13 thoughts on “RIMM's ...Big Bet!

  1. I feel, you need to add more technical parameters like CCI, ADX and parabolic SARs to your market club tool. It's not working as you have presented in the video. I bought Dec 65 calls below $3 and that's going higher. RIMM will again see $80+ before Dec 1st.

  2. Corporations are still in cost cutting mode and with the iPhone gaining ground and new Windows phones coming they are looking to shed costs and RIMM is a big cost, they charge for licenses and the iPhone and Windows phones connect to corporate exchange servers for free. My organization was able to cut over 1000 Blackberries and their costs with a switch to a mix of iPhones and BlackJacks saving lots of money. Yes you make make money now while businesses maintain those licenses short term but as Microsoft exchange 2007 & 2010 become more widespread why pay for a service when it's free and RIMM loses out and the profits on hardware as we all know is minimal

  3. I stated in my previous commet that since November 2, RIMM has outperformed its competitors. Currently, it is up 14.5% for the month while the NASDAQ is up 4.7%. I think that RIMM will hit 70.00 before it starts to drop.

    If you want to try options, buy a Dec 60 call currently @ 6.75. If RIMM hits 70.00, you will make about 48%. Right now RIMM has far greater upside potential than downside.

  4. I noted previously that since November 2, RIMM has outperformed its competetors. Currently RIMM in up 13.8% for the month vs the NASDAQ up 4.7%. I think RIMM has an upside of about $70.00, and then may slowly drop. I suggest buying a Dec 60 call currently @ 6.75. If RIMM hits 70.00 you would make 48%.

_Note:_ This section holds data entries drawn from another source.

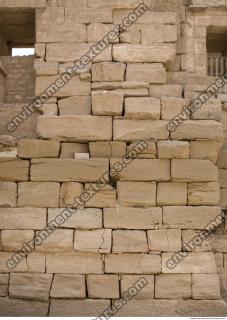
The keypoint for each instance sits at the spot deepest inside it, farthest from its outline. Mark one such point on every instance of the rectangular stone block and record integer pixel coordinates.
(133, 263)
(129, 241)
(93, 240)
(30, 286)
(144, 53)
(179, 286)
(78, 263)
(38, 194)
(68, 286)
(82, 219)
(189, 217)
(136, 194)
(22, 218)
(14, 170)
(8, 194)
(193, 170)
(132, 218)
(75, 128)
(148, 72)
(68, 170)
(144, 170)
(164, 240)
(142, 108)
(103, 286)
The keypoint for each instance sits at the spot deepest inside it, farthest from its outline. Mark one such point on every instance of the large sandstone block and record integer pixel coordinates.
(22, 218)
(103, 286)
(93, 240)
(68, 170)
(129, 241)
(74, 263)
(14, 170)
(132, 263)
(75, 128)
(31, 148)
(8, 194)
(189, 217)
(144, 170)
(132, 218)
(82, 219)
(144, 53)
(141, 194)
(131, 130)
(68, 286)
(30, 286)
(164, 240)
(148, 72)
(179, 286)
(38, 194)
(193, 170)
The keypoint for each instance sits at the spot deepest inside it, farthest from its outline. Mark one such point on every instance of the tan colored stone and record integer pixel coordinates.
(76, 128)
(22, 218)
(32, 286)
(152, 73)
(132, 263)
(13, 240)
(179, 286)
(68, 170)
(132, 218)
(38, 194)
(203, 193)
(189, 217)
(142, 108)
(93, 240)
(107, 103)
(68, 286)
(103, 286)
(164, 240)
(205, 287)
(141, 194)
(8, 194)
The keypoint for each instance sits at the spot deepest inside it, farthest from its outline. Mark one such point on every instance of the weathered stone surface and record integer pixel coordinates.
(129, 241)
(68, 169)
(22, 218)
(171, 193)
(203, 193)
(205, 287)
(189, 217)
(93, 240)
(107, 103)
(103, 286)
(152, 73)
(74, 263)
(142, 108)
(141, 194)
(75, 128)
(132, 218)
(179, 286)
(68, 286)
(38, 194)
(8, 194)
(144, 170)
(13, 240)
(129, 130)
(144, 53)
(132, 263)
(14, 170)
(164, 240)
(193, 170)
(32, 286)
(82, 219)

  5. HI Adam, are you suggesting buying puts on rimm? What timeframe are you seeing - end of Nov or into Dec? I am learning options and would like to paper trade this.

    1. Catherine,

      No, I'm not suggesting buying puts on RIMM. I am not an options expert nor do I claim to be one.

      I do believe however that RIMM is headed lower.

      Hope this helps.


      1. RIMM has traded up strongly since your "RIMM Buyback" article. I think you said we might see resistance around $65 and then a downside to about $45. That's a big dip! We're at %63.50 now and the stock continues to be strong even in weak markets. It's been downgraded and price target lowered....but the stock continues to soar. The PE is still relatively low. Any change of thoughts on this one?

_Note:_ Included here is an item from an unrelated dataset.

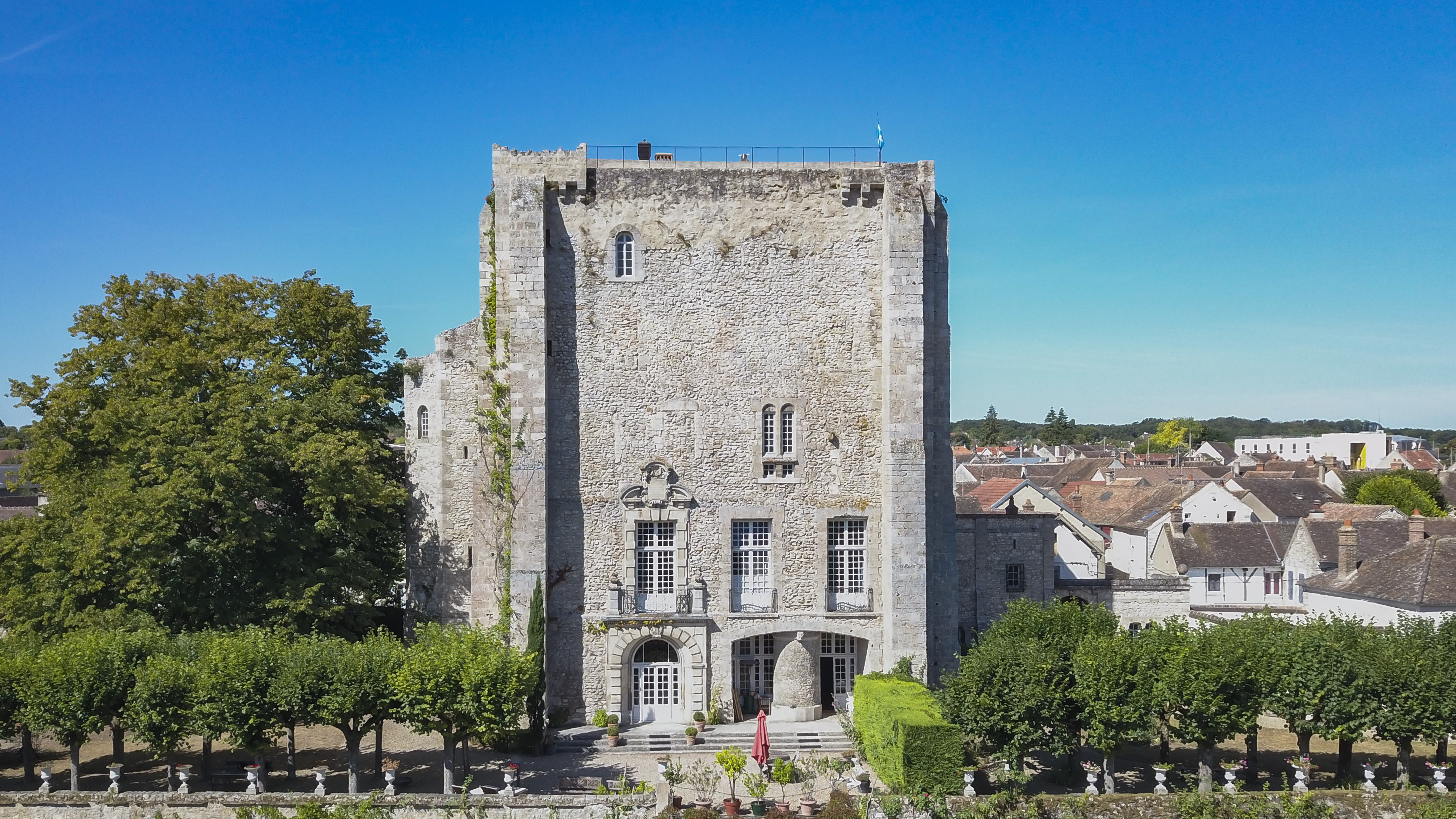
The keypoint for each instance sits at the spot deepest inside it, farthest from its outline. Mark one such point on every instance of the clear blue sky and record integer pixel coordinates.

  6. Adam I hope you're right about RIMM. Sold my small position this morning but the stock was up on the day on a flat market. I'll be watching to see how this trades in the next few days. Would like to think that your technical methodology works....but most of the 'gurus" that I have followed so far bat about .500. Hope you can do better!

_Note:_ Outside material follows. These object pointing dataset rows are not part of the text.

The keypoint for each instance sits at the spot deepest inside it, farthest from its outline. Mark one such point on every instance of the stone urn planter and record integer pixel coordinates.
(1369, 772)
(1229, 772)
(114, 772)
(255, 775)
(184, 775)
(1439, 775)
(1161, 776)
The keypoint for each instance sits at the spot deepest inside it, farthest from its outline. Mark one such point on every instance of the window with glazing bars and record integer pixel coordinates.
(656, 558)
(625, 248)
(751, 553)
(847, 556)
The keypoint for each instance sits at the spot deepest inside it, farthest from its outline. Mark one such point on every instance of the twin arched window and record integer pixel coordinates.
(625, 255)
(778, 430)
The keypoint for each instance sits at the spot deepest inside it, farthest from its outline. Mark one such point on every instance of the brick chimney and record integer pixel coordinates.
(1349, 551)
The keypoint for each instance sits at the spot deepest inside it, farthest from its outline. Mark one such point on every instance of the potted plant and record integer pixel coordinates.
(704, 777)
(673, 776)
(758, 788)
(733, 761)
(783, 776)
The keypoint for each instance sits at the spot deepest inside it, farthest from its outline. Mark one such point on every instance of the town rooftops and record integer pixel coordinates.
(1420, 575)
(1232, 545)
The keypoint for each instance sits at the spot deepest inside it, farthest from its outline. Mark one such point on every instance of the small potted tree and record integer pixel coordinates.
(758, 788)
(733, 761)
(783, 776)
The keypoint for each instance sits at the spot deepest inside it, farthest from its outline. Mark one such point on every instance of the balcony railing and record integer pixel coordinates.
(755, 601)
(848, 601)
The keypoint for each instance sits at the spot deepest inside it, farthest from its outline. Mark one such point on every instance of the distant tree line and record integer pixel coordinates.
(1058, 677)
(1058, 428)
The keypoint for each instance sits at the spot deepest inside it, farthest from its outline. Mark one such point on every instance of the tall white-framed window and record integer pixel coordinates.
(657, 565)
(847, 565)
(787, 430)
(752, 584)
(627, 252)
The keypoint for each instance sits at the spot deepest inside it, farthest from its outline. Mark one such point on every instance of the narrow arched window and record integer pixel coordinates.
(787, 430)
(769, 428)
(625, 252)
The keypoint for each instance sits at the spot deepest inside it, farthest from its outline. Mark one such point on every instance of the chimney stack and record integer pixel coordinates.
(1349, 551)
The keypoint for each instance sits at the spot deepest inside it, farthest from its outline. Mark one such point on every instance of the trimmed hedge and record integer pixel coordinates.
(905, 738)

  7. Adam, your video makes a convincing argument not to go long on RIMM, but I tend to agree with Dan de Man, that it would be too risky to short.

    Although trading at a 7-month low, RIMM went up 4.3% this week (as of 11/6/09, 10:00 am PT. By comparison, PALM up 3.3%; AAPL up 2.7%, NOK up 3%; and MOT down .5%. I had expected that RIMM would do better when it announced that it would buy back shares valued at $1.2 billion, But it did outperform its competetors during this week's bull rally

  8. With all due respect, this is not that safe of a short. RIMM has already lost 50% of its value. All the easy money has been made and we're a little late to the party. The target is 25% away BUT stock buy backs are generally bullish.

    Since we're bullish on oil, why don't we go long on oil and short some airline stocks?